A great person to talk to would be Daniel Kanstroom, who has done a post deportation release project, and he can tell you the legal vehicles available for people after deportation. He writes in his book about certain supreme court cases where there is a ruling that would benefit people who have already been deported, but currently, there is no mechanism for them to claim that remedy, If you are already deported, how can you come back and say “Oh I was erroneously deported, look there is new case law.” But in this situation, you have already been deported.
Is there any way to get these detained people representation without major immigration reform? If not, what kind of reform is needed to get these immigrants and asylum seekers representation in court?

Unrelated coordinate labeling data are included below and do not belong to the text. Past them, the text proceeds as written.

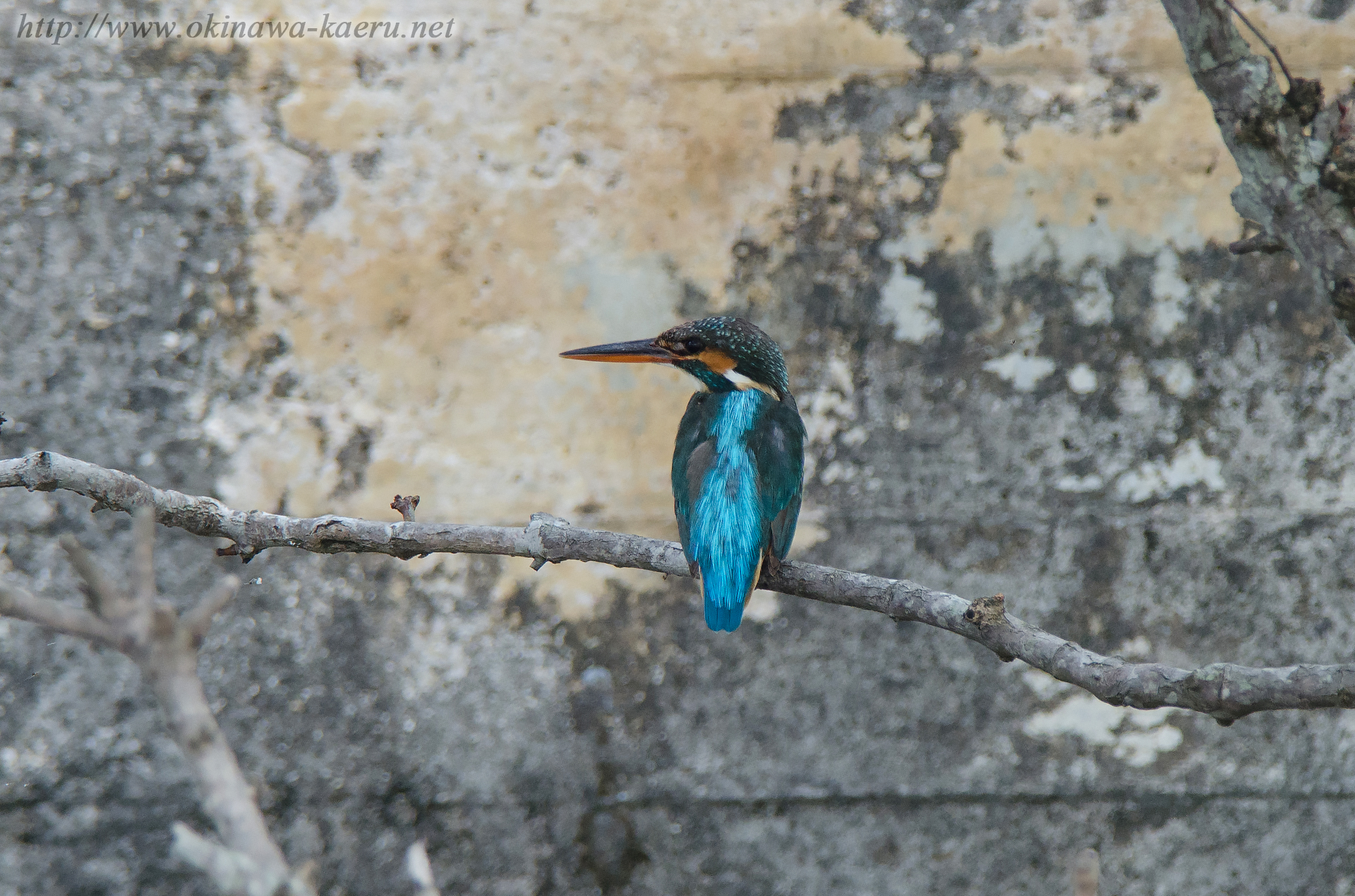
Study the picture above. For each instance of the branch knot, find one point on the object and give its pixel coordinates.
(537, 540)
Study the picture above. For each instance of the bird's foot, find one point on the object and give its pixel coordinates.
(771, 566)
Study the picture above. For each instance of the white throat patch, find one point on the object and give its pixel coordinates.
(748, 382)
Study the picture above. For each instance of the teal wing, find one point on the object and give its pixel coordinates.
(778, 449)
(693, 456)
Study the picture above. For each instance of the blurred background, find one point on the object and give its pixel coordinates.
(304, 275)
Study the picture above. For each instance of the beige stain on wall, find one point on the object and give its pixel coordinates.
(553, 179)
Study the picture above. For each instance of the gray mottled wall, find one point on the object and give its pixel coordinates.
(989, 238)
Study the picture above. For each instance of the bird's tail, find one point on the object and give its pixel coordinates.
(725, 593)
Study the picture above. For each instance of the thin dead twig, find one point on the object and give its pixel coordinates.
(1225, 691)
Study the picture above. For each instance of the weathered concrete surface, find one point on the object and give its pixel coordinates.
(312, 274)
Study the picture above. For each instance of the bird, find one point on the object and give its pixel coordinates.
(739, 459)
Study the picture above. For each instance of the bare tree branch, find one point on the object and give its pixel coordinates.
(1293, 182)
(1222, 690)
(232, 872)
(56, 616)
(421, 869)
(1087, 873)
(166, 650)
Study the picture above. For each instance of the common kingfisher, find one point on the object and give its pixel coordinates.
(739, 465)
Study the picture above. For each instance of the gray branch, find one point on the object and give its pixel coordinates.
(1222, 690)
(164, 647)
(1297, 159)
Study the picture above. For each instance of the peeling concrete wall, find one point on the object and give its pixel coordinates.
(311, 274)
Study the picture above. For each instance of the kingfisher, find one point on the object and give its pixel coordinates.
(739, 464)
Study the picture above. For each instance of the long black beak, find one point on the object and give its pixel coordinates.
(642, 351)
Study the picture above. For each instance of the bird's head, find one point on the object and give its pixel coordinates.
(724, 353)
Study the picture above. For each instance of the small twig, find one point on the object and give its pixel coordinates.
(1087, 873)
(421, 869)
(1263, 40)
(406, 504)
(1256, 243)
(231, 871)
(60, 617)
(103, 597)
(164, 647)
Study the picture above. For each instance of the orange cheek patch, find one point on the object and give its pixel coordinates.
(717, 361)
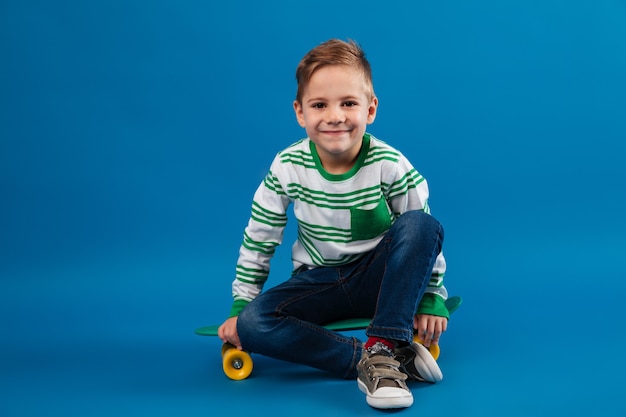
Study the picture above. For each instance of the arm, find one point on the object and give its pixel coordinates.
(262, 235)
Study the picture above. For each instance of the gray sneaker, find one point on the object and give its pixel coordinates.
(418, 364)
(381, 380)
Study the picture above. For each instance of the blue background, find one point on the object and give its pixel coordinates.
(133, 134)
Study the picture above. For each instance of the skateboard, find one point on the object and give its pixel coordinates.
(237, 364)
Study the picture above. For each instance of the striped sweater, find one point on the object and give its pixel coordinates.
(340, 217)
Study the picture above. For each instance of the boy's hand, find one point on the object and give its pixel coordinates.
(429, 328)
(228, 332)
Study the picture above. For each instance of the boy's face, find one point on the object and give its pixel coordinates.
(335, 111)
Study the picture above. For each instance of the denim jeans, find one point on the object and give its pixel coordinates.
(285, 322)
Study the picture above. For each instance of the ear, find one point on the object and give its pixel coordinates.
(371, 111)
(297, 107)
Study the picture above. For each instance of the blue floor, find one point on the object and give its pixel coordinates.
(121, 213)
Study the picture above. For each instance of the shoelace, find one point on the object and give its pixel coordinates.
(380, 366)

What would be needed would be some kind of ruling that would allow undocumented immigrants who are living in the United States to have legal representation at the state's expense during removal proceedings, which is what occurs during criminal cases. Some people have argued for that, saying deportation is a severe punishment, but legally it is not considered a punishment for people to get deported. Given the high stakes for individuals and the outcomes of their case, it would be worthwhile for them to get legal representation.
Another strategy that is being adopted in some places is cities, counties or states are considering or providing representation to people in detention facilities, which would provide representation for everyone. Even if you are going to lose your case, if you have representation, you may know upfront from someone trustworthy whether or not it is worthwhile to fight your case. For those that have relief, you might not even know you have relief, you might not know how to pursue it if you do not have an attorney to represent you. Certainly, for very vulnerable groups like children and people with disabilities, the argument for representation at public expense is even stronger.